Camus was born on 1913 in a place called Mondavi, which is located in Algeria. He grew up amongst poverty with only his mother and grandmother as guidance because his father died during World War I. Before he fell seriously ill when he was only 17 he had received a scholarship for secondary school and once he was going to graduate from there he planned to enter university. He fell ill with tuberculosis and it was then that he “had an understanding of human vulnerability to disease and death.” All within a few years he co-founded a theatre group, became part of the intellectual community in Algeria, joined a communist part and was in Paris as an active member of the French resistance. After World War 2 he worked in Paris as a reader at a publishing company as well as releasing some of his novels when his reputation of being a writer was very positive.
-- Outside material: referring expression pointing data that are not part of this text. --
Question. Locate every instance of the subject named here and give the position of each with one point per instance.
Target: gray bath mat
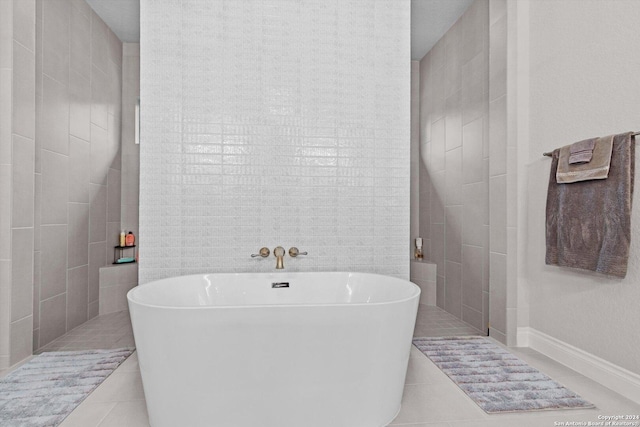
(43, 391)
(494, 378)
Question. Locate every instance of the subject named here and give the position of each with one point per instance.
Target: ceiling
(430, 19)
(122, 16)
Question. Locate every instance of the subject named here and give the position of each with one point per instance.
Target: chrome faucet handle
(294, 252)
(264, 252)
(278, 252)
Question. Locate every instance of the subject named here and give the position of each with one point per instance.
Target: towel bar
(549, 154)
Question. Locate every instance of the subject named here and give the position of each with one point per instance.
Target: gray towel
(581, 152)
(596, 168)
(589, 222)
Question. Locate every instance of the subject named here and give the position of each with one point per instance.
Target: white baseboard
(612, 376)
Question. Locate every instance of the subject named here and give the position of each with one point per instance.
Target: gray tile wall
(17, 145)
(454, 165)
(294, 141)
(77, 163)
(502, 178)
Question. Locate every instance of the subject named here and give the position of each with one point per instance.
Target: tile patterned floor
(430, 398)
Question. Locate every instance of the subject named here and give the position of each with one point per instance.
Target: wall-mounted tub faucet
(279, 254)
(294, 252)
(264, 252)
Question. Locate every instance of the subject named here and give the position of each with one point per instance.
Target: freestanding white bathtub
(236, 350)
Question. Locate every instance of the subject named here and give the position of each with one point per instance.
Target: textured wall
(77, 163)
(454, 165)
(130, 150)
(584, 83)
(274, 123)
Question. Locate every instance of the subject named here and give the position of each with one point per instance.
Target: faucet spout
(279, 254)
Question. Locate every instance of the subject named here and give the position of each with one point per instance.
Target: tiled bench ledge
(115, 282)
(424, 274)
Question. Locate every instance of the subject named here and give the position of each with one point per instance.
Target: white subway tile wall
(274, 123)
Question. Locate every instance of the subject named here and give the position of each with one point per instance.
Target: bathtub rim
(131, 297)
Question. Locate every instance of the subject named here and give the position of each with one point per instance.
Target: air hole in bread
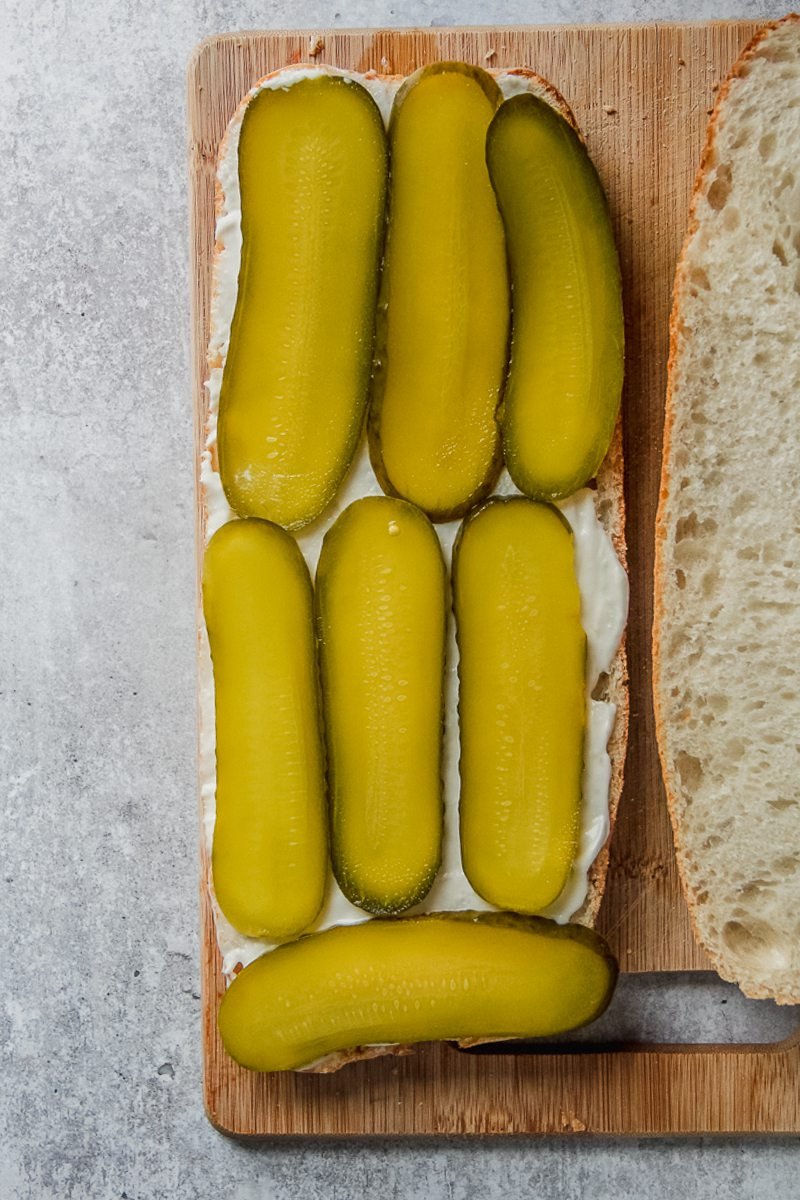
(600, 691)
(744, 501)
(735, 749)
(755, 888)
(720, 189)
(699, 277)
(690, 769)
(709, 583)
(731, 219)
(774, 52)
(692, 527)
(780, 253)
(756, 945)
(781, 804)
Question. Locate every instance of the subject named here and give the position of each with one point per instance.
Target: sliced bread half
(727, 579)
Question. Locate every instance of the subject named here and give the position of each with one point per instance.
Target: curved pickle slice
(443, 318)
(522, 702)
(382, 604)
(564, 385)
(411, 979)
(312, 169)
(269, 856)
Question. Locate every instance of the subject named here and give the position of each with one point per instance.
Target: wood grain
(642, 96)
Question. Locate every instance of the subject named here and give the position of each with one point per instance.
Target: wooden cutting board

In 1952 he got in a fight with one of his friends, they had a disagreement about the “legitimacy of communism in the face of the soviet purges and labor camps.” The fight blew up and there were attacks published in newspapers and Camus refused to support any political movement that was called for violence or the acts of restricting human freedom. This caused him even more grief and he also caused frustration for French government officials and Algerian nationalist leaders when he refused to make public endorsements of either side. In 1956 he won a Nobel Prize for his literature after he suffered writer’s block, depression and sickness. Camus died in France during 1960, in a car accident.

“Albert Camus.” EXPLORING Short Stories. Detroit: Gale, 2003. Gale Student Resources In Context. Web. 20 Apr. 2011.